= CJMT (AM) =

Former radio station in Chicoutimi, Quebec

CJMT was a radio station which operated at 1420 kHz on the AM band in Chicoutimi, Quebec, Canada.

==History==
In 1953, the station's founder, J. O. Masse, submitted his initial application, for a 250-watt French-language AM station on 1450 kHz in Chicoutimi. However, the application was rejected by the Canadian Broadcasting Corporation, which at the time regulated all broadcasting in Canada. Later that year, Masse, along with his partners G. Demers and L. Lagace, each submitted its own application for a new station, each having suggested their own frequency. However, the CBC rejected all applications, but at a later meeting, the CBC granted Masse a license for the submitted parameters, while rejecting applications from the other parties.

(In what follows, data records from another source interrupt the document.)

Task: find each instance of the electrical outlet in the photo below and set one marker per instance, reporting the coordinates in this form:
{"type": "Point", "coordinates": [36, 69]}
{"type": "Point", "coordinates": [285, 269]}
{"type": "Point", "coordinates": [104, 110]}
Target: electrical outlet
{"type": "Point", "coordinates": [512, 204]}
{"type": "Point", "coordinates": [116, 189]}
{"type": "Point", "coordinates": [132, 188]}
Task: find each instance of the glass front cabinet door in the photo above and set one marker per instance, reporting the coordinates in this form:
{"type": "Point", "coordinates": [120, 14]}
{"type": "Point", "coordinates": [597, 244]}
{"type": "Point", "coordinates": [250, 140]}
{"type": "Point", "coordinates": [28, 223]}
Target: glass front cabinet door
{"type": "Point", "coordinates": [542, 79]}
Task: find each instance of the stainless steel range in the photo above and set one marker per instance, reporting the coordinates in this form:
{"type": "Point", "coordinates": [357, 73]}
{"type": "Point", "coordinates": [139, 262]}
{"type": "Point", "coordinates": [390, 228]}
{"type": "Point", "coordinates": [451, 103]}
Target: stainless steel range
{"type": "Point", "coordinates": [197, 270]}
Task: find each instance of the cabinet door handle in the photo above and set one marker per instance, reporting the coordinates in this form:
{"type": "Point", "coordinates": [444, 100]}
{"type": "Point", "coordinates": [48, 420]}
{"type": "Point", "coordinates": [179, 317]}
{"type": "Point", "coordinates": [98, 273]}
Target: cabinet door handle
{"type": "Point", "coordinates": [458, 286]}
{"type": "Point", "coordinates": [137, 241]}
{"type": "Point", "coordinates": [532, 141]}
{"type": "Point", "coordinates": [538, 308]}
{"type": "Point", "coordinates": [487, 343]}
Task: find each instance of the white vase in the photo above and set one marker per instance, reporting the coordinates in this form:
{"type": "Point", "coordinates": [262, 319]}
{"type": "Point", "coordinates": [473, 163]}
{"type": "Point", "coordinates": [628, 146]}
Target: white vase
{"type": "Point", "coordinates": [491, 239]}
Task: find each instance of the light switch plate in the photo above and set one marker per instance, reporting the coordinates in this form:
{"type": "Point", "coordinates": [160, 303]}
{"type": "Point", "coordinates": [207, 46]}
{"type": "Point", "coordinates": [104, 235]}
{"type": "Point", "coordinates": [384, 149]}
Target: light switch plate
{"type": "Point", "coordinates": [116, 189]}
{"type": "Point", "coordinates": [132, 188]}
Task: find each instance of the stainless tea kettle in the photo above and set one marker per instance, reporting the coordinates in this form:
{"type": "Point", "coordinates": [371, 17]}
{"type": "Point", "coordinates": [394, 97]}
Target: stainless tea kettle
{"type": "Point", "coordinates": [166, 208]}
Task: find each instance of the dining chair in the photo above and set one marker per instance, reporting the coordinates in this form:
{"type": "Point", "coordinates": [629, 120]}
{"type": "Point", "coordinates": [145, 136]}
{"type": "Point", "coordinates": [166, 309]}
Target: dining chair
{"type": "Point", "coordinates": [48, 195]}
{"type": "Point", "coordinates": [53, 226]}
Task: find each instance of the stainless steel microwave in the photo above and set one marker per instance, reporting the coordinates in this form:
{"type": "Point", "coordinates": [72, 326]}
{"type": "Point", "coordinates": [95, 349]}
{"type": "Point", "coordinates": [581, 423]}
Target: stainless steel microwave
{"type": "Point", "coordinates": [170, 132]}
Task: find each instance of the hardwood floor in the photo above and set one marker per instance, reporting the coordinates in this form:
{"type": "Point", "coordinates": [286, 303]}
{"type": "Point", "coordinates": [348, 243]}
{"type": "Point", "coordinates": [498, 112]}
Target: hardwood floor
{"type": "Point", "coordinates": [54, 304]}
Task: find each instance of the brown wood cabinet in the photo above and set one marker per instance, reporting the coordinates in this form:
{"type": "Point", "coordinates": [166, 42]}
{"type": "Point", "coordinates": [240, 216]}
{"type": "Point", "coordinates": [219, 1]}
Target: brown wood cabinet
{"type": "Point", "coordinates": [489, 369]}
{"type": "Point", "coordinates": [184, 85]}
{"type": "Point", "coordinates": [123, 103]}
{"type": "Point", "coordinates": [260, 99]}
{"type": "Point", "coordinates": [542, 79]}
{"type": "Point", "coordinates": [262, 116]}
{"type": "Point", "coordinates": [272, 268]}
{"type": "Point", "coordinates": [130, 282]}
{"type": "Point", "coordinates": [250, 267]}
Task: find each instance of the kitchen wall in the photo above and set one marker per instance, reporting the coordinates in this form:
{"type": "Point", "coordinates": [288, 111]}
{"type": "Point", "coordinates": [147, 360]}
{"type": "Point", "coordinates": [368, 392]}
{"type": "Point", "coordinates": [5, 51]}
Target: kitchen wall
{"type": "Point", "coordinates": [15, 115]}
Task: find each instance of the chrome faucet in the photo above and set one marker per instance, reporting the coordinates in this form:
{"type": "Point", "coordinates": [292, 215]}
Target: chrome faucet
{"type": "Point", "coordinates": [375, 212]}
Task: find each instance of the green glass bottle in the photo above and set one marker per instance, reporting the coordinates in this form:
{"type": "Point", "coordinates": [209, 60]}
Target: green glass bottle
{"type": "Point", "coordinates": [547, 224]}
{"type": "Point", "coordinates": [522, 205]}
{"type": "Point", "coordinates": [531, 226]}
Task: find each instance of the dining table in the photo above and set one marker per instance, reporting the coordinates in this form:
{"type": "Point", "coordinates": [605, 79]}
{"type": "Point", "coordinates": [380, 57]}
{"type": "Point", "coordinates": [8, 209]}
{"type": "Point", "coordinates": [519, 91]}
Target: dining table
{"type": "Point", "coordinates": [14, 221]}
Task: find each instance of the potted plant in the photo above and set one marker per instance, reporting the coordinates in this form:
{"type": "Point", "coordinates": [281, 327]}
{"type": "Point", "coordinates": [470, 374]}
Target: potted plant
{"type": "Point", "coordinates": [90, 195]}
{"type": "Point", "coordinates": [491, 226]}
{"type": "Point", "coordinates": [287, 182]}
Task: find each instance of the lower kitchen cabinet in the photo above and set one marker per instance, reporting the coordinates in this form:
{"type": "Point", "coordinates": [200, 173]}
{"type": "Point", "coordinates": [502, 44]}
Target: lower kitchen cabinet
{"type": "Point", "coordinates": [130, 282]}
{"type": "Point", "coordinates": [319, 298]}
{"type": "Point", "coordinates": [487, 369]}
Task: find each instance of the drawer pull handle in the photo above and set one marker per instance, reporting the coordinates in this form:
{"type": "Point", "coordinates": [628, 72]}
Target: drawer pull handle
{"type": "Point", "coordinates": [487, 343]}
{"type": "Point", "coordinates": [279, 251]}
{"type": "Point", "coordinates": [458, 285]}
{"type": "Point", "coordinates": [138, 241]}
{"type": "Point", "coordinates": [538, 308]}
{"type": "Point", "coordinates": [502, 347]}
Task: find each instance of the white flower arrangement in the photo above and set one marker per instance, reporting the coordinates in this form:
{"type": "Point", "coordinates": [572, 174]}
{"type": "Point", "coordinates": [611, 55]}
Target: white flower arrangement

The station signed on as CJMT on February 28, 1954, carrying no network programming.

In 1958, CJMT relocated its frequency from 1450 kHz to 1420 kHz and increased power from 250 watts to 1,000 watts, using a single directional antenna pattern for day and night operation.

CJMT later received approval to operate a standby transmitter.

Over the years, the station went through different formats, owners and technical upgrades.

On August 23, 1994, CJMT had its licence renewed from September 1, 1994 to August 31, 1996.

===Closure===
On September 30, 1994, Telemedia and Radiomutuel merged their AM operations because they could no longer afford to compete with each other. As a result, they closed CJMT, along with CJMS Montreal, CJRP Quebec City, CJRS Sherbrooke, CJTR Trois-Rivières and CKCH Hull. All six stations left the air on this date and the licenses were turned in to the CRTC, which revoked the licences on November 2, 1994.

In 2002, Rogers Media launched CJMT-TV in Toronto as part of the Omni Television brand, taking the call sign with them.